We noticed that our post on savings seemed to be a popular one, so we thought we’d start another discussion on money and investing. Today we’re wondering, dear readers, about your emergency funds: how did you calculate the amount, how do you store it, and how often do you reevaluate the amount and the storage situation? (Pictured: Comme des Garcons Large Zip-Around Wallet, available at Saks.com for $325.)
A caveat, at the beginning: we are not experts in financial advice.
The emergency fund, though, is one of those basic topics that you read about. If you’re in debt, they say, save for your emergency fund first, and then begin paying off debt. If you’re not in debt, they say, save for your emergency fund — and keep it liquid — before you start investing in the market. The emergency fund is supposed to be there as a a cushion in case you or your spouse lose your job, or if some other emergency comes up, such as medical needs or a car accident.
OK, so, fine — great. But how much is it? Some say to figure out six months of living expenses — your mortgage or rent, your school loans, your basic food and living needs — and to bank that. Others say to figure out what your salary is for six months (the higher of two, if there are two) and just save that amount. (We’re guessing the after-tax amount?) Which calculation do you use? In the recession, have you tried to build up more than six months of living expenses? (We have a few good friends who’ve been out of work for more than six months, so it isn’t the worst idea.)

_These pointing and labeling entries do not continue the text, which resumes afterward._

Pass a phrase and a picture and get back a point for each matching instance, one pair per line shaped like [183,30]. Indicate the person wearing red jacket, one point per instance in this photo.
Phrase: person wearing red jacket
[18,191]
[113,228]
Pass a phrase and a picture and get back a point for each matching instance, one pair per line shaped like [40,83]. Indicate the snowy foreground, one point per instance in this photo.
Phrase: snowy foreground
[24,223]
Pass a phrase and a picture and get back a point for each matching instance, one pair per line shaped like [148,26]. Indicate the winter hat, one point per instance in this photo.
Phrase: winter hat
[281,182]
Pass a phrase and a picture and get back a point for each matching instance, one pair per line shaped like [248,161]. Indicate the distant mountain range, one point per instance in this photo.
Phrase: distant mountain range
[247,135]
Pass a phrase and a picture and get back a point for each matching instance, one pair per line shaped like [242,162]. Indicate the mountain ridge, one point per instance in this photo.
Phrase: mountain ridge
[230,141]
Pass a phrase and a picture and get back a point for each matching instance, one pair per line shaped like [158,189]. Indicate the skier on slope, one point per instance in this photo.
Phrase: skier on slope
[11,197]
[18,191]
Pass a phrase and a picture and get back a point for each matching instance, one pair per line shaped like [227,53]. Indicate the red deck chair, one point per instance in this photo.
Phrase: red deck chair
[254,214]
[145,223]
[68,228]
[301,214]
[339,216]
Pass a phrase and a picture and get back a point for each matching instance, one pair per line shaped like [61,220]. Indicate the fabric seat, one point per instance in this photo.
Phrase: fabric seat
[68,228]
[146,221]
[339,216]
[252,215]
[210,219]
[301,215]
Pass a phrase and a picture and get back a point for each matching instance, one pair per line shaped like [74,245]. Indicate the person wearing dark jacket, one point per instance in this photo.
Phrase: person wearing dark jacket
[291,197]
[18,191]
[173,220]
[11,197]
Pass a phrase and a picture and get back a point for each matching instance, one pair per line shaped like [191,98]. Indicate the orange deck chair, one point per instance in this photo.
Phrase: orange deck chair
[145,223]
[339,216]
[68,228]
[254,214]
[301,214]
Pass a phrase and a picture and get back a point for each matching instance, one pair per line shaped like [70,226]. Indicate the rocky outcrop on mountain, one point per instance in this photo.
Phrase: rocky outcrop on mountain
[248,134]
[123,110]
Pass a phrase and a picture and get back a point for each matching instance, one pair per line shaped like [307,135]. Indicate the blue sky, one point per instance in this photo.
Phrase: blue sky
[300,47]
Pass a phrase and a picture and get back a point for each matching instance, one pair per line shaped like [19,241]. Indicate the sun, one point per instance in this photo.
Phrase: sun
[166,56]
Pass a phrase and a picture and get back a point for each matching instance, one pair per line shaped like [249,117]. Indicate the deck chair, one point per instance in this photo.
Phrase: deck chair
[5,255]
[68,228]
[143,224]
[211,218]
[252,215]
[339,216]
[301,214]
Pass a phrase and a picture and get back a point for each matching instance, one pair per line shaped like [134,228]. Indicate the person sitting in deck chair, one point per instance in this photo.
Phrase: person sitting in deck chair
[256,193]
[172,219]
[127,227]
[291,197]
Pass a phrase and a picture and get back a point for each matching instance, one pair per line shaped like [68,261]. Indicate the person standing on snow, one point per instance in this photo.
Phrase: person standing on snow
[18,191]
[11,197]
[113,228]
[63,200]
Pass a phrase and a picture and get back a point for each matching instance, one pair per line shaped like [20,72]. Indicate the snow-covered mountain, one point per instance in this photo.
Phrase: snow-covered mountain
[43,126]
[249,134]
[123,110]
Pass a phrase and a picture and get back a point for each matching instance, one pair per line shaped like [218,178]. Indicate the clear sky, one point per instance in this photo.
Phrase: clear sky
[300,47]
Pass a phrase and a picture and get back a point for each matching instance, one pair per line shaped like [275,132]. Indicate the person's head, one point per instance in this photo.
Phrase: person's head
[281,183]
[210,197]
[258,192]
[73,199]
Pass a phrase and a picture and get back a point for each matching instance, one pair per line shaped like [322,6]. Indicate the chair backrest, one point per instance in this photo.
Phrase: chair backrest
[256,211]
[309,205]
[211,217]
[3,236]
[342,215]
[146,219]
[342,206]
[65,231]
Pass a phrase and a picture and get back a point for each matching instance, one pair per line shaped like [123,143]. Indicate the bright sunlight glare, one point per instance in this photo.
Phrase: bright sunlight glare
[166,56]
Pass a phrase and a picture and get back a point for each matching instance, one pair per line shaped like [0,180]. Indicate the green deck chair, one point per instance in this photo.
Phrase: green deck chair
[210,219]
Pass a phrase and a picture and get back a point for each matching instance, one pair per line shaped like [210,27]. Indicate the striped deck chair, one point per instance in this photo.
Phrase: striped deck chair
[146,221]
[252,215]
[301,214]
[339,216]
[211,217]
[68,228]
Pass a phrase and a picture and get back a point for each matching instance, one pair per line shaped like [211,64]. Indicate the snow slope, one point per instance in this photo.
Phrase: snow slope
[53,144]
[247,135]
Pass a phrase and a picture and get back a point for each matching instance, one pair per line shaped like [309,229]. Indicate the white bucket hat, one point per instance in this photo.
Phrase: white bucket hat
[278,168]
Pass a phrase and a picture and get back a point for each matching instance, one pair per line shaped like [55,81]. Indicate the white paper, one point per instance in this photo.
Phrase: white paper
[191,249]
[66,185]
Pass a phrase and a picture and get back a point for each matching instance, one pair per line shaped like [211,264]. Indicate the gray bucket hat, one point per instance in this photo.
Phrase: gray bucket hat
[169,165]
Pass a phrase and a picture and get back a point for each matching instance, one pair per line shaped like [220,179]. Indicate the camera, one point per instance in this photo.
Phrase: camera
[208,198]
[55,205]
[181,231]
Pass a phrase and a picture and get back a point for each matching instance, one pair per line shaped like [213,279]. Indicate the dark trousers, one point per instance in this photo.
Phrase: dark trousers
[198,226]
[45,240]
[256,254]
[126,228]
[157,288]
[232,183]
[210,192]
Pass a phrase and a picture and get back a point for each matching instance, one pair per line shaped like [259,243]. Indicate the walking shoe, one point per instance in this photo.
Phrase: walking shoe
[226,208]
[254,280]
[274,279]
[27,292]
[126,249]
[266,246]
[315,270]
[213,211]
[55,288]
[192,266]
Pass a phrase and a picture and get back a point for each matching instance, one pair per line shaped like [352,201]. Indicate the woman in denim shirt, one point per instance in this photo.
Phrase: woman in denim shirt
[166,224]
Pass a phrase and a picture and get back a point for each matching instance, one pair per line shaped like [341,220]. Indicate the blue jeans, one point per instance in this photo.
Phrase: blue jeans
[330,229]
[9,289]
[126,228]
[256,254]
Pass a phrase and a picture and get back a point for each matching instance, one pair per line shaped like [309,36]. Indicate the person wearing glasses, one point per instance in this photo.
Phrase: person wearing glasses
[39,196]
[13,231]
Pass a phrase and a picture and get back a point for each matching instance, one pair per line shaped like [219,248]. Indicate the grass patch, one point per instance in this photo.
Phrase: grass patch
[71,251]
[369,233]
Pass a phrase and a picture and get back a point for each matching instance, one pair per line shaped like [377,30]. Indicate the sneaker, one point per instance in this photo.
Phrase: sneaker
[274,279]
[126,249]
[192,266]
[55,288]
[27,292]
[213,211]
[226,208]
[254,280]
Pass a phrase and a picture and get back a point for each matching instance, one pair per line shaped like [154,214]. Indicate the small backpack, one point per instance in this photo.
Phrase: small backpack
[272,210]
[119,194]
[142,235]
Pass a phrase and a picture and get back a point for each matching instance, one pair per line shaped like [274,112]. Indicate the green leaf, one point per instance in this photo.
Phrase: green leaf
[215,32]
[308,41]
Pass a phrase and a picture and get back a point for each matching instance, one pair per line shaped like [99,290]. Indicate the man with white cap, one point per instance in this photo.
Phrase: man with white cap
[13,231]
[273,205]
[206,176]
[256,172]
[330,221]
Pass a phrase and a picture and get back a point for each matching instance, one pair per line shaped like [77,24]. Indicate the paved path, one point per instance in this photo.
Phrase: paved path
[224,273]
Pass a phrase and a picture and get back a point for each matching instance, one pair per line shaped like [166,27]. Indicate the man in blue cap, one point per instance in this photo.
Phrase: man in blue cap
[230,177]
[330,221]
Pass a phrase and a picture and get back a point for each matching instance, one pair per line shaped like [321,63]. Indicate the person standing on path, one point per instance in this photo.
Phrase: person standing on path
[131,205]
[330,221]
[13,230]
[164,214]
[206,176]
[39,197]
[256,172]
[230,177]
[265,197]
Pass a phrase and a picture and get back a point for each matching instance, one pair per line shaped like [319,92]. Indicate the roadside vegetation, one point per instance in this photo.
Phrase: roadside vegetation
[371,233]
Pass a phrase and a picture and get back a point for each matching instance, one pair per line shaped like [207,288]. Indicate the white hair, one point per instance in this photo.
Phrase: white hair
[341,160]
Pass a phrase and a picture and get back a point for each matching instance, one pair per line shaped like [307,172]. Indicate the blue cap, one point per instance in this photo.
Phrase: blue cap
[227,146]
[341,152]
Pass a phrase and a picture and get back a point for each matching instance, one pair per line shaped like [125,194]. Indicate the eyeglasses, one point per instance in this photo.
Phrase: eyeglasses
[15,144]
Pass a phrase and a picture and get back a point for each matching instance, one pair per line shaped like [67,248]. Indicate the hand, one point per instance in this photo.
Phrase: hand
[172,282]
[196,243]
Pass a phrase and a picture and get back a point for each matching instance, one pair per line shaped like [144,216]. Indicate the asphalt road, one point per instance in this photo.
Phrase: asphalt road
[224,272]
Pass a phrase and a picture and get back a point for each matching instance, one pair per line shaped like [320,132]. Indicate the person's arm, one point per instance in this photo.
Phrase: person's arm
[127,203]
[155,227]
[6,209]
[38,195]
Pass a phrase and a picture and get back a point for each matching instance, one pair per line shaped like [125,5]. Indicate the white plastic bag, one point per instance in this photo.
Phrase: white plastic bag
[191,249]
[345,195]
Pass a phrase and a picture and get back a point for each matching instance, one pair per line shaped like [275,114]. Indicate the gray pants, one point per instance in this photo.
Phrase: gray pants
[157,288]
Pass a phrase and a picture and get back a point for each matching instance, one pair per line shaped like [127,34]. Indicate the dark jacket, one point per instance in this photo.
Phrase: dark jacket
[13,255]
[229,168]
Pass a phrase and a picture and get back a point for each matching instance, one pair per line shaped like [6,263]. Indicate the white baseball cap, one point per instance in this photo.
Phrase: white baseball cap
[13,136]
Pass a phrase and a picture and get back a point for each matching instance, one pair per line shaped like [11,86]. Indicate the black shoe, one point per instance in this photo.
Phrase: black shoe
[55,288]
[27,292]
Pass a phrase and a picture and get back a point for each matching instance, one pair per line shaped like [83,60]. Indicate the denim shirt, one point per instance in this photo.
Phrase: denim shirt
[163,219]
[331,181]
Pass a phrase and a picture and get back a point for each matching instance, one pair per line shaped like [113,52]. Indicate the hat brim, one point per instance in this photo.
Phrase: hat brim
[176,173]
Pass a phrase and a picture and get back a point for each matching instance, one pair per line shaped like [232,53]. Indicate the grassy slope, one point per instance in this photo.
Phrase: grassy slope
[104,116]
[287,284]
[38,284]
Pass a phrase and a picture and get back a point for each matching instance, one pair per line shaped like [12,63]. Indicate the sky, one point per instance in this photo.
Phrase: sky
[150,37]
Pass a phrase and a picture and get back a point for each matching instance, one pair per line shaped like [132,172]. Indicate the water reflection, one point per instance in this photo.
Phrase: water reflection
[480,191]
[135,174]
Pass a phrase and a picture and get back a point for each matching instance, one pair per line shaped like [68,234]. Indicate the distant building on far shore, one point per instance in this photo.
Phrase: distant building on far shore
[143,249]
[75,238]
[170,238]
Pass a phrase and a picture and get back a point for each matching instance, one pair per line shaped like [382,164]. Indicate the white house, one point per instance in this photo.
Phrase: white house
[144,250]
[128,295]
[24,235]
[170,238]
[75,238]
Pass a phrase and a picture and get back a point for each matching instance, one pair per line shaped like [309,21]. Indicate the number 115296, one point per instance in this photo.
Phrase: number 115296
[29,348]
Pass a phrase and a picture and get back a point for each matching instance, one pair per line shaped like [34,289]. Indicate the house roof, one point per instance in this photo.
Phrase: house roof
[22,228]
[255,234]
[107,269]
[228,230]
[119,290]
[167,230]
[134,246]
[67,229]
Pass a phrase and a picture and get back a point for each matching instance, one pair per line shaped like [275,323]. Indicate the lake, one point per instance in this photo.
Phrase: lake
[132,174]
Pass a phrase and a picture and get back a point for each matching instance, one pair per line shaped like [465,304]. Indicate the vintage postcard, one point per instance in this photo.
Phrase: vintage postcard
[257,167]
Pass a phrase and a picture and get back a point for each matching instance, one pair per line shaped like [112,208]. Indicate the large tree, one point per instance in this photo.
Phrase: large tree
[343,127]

Once you have it, where do you stash it? It should be fairly liquid, so the stock market isn’t the right place for it. But do you go for a high-interest savings account? Do you have them in rolling treasury bills? Do you put them in a series of 6-month CDs, designed to give you access to some of your cash once every month or so? We always used to have them in Schwab money market funds — which at one point had an interest rate as high as 7%, we believe — but it’s now gone down to a sub-one percent interest. We’ve recently found a savings account (using the tools described in this recent NYT blog column) that had about 1.8% interest (through Capitol One), but that’s already down to 1.60%. We suppose this raises another question: How often do you reevaluate your savings vehicle?
Another option for the emergency fund is cash — we’ve heard tales of people burying up to $10K in cash in their backyard in order to have quick access to it should there be some catastrophe in which banks and so forth are not working — does anyone do that?
There are no right answers here, and we’re curious as much as you guys. What’s your take on the emergency fund?